Верно, конечно. Но речь-то о скрытности писателя как художественном приеме. Художник видит разницу между своей жизнью и судьбой героя. Он осмысляет время, фантазирует, придумывает, отбирает, прячется, камуфлирует. Графоман же или скриптоман (разделять их – пустое занятие) остается в рамках собственной биографии. Ну, описываешь ты барышню, которая любила тебя, а замуж вышла за другого. Чего канючить? Кому интересно, как ты уломал, как страдал, как расставался… Интересно, как эти продвинутые студентки шестидесятых-семидесятых годов, с их моралью, с их пониманием, что надо выбираться из Той Страны хоть на п… е, через выездных возлюбленных, через иностранцев, превращали их из ухажеров в мужья, как они управлялись, когда убегали в заграницы, как сочетали любовь и свободу, долг и семью, и прочая, и прочая, и чем заканчивались такие компромиссы.

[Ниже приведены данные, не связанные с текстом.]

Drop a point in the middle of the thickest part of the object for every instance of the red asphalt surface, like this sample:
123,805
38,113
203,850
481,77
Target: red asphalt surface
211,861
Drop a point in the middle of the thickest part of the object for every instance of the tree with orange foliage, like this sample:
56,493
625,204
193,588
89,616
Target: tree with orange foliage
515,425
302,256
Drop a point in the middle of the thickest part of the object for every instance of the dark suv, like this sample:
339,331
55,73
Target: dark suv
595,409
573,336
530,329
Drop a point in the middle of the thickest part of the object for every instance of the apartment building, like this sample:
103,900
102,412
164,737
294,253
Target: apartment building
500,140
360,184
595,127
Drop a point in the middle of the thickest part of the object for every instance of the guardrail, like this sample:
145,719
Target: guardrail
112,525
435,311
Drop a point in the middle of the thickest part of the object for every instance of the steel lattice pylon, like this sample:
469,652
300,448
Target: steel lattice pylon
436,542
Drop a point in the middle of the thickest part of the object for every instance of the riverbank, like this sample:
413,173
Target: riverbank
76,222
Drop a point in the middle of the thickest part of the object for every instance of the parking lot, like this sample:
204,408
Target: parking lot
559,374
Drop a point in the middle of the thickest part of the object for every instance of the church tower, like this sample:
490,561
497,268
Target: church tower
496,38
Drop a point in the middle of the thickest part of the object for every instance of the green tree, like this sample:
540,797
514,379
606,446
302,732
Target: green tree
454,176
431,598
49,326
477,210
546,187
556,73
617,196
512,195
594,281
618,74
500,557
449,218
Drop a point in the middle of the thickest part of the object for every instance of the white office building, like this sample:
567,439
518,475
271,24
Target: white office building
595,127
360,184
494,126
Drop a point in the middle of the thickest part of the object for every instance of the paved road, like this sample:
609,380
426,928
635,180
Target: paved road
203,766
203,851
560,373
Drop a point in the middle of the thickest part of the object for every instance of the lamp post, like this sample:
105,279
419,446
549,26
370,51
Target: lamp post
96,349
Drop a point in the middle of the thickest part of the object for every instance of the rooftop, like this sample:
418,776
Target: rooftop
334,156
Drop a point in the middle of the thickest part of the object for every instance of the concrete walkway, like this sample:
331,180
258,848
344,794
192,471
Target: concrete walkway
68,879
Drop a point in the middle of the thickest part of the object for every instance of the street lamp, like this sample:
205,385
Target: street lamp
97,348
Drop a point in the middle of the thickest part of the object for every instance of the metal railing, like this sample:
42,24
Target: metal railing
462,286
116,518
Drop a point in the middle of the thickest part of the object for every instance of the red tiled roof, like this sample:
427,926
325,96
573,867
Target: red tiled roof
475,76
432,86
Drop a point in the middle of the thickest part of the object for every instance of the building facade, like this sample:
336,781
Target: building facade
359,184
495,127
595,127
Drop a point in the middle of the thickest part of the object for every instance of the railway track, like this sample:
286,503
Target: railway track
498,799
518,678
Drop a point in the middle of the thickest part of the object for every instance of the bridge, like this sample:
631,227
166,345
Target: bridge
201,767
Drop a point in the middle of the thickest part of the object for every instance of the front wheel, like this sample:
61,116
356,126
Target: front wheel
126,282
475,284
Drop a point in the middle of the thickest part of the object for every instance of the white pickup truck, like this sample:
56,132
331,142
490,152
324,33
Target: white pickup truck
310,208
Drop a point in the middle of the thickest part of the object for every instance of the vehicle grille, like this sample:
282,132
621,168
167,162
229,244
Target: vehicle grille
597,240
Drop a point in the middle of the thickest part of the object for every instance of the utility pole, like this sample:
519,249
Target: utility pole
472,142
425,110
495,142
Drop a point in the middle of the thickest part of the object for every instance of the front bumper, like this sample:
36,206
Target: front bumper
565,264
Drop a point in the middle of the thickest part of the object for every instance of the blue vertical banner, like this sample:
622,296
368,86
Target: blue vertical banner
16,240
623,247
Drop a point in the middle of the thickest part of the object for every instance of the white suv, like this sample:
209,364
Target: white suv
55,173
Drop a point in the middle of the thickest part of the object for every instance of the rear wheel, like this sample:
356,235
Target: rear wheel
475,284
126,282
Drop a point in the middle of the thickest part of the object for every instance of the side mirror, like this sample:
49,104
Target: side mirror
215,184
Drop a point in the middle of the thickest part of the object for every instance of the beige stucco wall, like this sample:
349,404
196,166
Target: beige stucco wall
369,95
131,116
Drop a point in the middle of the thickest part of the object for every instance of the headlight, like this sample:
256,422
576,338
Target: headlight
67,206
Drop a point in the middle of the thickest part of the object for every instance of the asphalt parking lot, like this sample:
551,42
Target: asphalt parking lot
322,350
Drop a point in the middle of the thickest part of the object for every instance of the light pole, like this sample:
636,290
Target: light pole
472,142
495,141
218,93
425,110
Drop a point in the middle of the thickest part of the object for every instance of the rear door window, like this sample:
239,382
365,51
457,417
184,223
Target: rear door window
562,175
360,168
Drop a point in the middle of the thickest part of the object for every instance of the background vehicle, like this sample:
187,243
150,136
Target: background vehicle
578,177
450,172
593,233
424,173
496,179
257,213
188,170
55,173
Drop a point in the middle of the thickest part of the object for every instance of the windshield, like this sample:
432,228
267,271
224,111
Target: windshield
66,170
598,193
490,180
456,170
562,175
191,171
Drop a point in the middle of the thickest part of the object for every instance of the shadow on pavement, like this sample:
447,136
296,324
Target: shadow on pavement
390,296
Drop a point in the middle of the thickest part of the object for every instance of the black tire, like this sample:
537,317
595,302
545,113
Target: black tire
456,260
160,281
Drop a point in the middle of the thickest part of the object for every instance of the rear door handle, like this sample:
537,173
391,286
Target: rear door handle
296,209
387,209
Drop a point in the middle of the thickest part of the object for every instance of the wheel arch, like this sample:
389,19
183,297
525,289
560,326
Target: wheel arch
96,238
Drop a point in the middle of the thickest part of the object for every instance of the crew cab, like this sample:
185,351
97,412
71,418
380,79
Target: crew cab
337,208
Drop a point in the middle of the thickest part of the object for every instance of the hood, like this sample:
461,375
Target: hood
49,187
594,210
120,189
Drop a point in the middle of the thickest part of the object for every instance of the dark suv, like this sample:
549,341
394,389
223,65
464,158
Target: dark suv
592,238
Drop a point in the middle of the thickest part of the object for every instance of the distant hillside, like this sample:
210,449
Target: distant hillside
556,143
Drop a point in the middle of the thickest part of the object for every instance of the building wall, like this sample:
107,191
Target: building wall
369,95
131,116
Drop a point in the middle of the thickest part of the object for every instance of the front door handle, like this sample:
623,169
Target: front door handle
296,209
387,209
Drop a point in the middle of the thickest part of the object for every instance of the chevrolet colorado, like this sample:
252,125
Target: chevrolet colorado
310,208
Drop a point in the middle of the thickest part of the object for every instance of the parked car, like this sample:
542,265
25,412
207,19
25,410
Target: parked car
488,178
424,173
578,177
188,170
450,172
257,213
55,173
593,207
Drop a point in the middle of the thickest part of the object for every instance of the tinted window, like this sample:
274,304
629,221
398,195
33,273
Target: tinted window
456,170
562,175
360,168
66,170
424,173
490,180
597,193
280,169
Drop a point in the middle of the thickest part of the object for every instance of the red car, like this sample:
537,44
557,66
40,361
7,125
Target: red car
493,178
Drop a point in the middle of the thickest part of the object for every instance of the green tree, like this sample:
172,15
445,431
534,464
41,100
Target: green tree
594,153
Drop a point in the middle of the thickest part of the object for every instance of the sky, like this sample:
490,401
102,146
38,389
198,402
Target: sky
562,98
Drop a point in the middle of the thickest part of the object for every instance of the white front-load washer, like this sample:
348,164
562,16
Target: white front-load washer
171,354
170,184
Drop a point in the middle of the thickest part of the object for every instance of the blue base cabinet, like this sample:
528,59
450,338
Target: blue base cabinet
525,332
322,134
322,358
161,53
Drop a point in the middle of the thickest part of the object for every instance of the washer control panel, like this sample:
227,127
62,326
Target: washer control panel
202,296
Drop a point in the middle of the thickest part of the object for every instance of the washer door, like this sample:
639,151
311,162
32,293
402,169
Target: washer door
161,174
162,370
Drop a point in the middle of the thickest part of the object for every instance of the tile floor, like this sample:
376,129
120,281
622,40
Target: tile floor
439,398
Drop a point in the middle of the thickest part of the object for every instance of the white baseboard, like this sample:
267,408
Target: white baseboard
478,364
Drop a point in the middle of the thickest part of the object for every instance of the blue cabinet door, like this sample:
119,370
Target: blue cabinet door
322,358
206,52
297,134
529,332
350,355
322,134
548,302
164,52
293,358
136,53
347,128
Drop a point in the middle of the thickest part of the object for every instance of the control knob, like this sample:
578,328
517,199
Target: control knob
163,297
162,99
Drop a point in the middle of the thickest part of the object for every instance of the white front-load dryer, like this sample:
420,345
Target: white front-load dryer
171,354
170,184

Разошелся я в своем возмущении еще и потому, что Марк поддался уговорам лететь в Москву ставить какие-то подписи в договоре о продаже квартиры. Я со стороны наблюдал, как он, уже тяжело больной, решился на такую поездку. Ведь это же риск – умереть и остаться на Химкинском кладбище, сыну быть призванным в армию. Оба могли потерять свободу распоряжаться собой.
– А теперь ты бормочешь про – пишет-дышит… Я видел, как ты оттягивал, терзался сомнениями, но не сказал сыну твердое нет. Полетел.
– С сыном ты зря, у нас сложился диалог с самого его рождения по нынешний день. Явный, скрытый, разгорающийся, затухающий. В книгах я в основном обращаюсь к нему.
– Прекрасно, наслаждайтесь своими диалогами, – сказал я. – Зачем в Москву ехать, не понимаю.
Последовало краткое молчание, после чего Марк понес то, что, на его взгляд, вполне годилось для сюжета романа. Иначе теперь он не говорил, не дышал, не думал. Все увиденное, услышанное, прочитанное, все тащил в прозу:
– У сына аргумент. Он спасает род деда Сала, подростком убежавшего из иудаизма, род древний, с мощными корнями и традициями. Он восстанавливает оборванную связь. Что я! Высший суд раввинов обычно отговаривает от гиюра три раза, а его принимает с первого раза. Сын соблюдает шаббат, изучает Талмуд…
– И был готов рискнуть тобой и собой, чтобы не потерять какой-то миллион в рублях? Как все это объяснить и принять? А вдруг это искушение, которому можно не поддаться? Ты мне рассказывал, как с пристрастием допрашивал сына о нарушениях. Почему в шаббат можно спускать – но не рвать, нести что-то в доме, но не на улице, сидеть в ресторане, но не соблазнять этим других евреев… Ну, а передвинул предмет, потому что требовалось на это место сесть. Нескромным взглядом проводил женщину – и тут нет нарушения. Может быть, для режима ограниченной демократии религия потому и привлекательна, что разрешает нарушения правил, если их правильно объяснить.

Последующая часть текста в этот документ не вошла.